Special rule of the ISPs in China
In China, users primarily use local ISPs such as QQ and Netease. These local ISPs are working differently from the international ISPs like Gmail or Outlook. They will assign the daily/monthly volume limitation for the sender. If a sender exceeds the daily volume limit, their emails will be sent to spam or blocked.
QQ adjusts daily volume based on sender reputation, but they do not disclose the specific daily volume limit to senders. The daily volume and sender reputation are shared across the main domain and sub-domains.
For example, if mail.emarsys.com exhausts the daily volume, emails sent from emarsys.com will also be impacted.
Netease
Netease provides a platform called Netease Chengxin (网易诚信联盟平台). To register for Netease Chengxin, businesses must possess the necessary licenses and have a China ICP domain. Due to this requirement, only Chinese companies can register for Netease Chengxin.
After registration, Netease assigns daily and monthly volume limits to their member. If the member does not exceed the volume limit, emails will be delivered to the Netease Subscriber box instead of the Advertising box. Netease reviews senders' activity in a weekly basis. If the sender meets the requirements, their Netease Chengxin account will be upgraded to the next level with increased daily and monthly volume limits.
Sending strategy to China
Due to the volume limitation assigned by the ISPs in China, you should play smarter when sending to China, do not waste your daily volume.
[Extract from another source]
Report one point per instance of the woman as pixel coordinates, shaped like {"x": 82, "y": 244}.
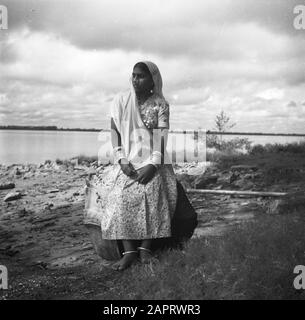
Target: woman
{"x": 135, "y": 203}
{"x": 136, "y": 198}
Firstly, you should target to only your most engaged users who have clicked your emails. Those are your most valuable users who helped to gain the conversion. Also, the clicked users represent that they are still using emails. They have the good response rate which could help to build up the good sender reputation and gain more sending volume.
Secondly, send the targeting with good segmentation logic. Make sure you are sending the email content which the receivers are interested. For example, send the email with products which they recently viewed/purchased.
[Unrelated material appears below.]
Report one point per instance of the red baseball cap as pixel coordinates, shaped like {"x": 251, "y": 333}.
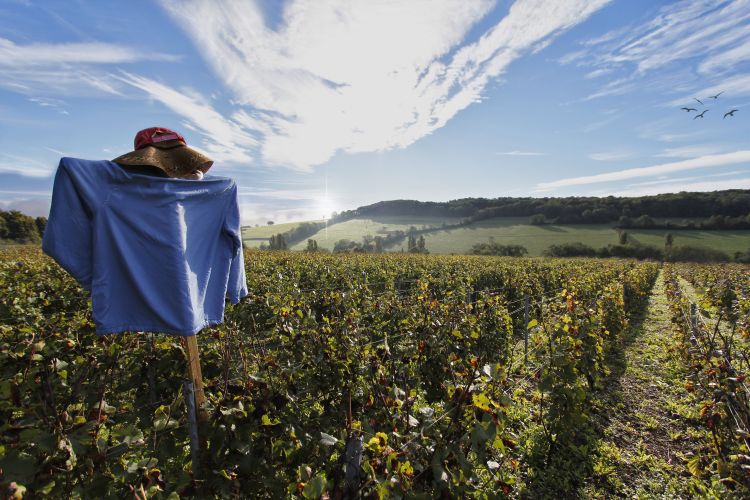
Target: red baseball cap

Thirdly, you should spread out email campaigns over multiple days. This allows you to utilize the daily volume limit each day and maximize performance.
Ramp-up for ISPs in China
The volume limitation is assigned to the sender domain, and it will be adjusted in a daily basis based on the sender reputation. If you are going to start sending to ISPs in China, you need to ramp-up your domain with the lower volume (5,000), with your most engaged users.
After 1 week, you may start increasing the volume in different timeslot to test your current daily volume limitation.
Example A:
Time | Volume | Open rate | |
1st batch | 8:00 | 5000 | 20% |
2nd batch | 9:00 | 5000 | 5% |
The open rate of the 2nd batch is much lower than the 1st batch, it means that most of the daily volume has been used by the 1st batch. You need to further improve your sending data quality.
Example B:
Time | Volume | Open rate | |
1st batch | 8:00 | 5000 | 20% |
2nd batch | 9:00 | 5000 | 19% |
The open rate of the 2nd batch is similar as the 1st batch, it means that we could move forward to increase the volume by sending the 3rd batch with 5000 volume.
As the volume limitation is shared across the main domain and sub-domains, you should avoid using the other sub-domain / main domain send to the users in China, otherwise it could impact the result.
Anything else?
Apart from the volume limitation, there are some other things which you need to take care when sending to the users in China:
- When sending promotional emails, it is required to include <AD> in the subject line. Failure to do so may result in your email being delivered to the spam folder or even blocked by ISPs in China.
- Avoid sensitive content like “Political and religious content” or “adult content” (E.G. Gambling related content.)
- Use the personalization content like First name in your email, to make sure your emails look differently for every recipient.
- Send your emails in Chinese! Chinese email could be easier to attract the users in China and pass the spam filter.
- It is recommended to use separate domains for promotional emails and transactional emails. This allows ISPs in China to easily identify the type of the email. It is also a good sending practice which benefit the email sending! For more details, check out this blog post.)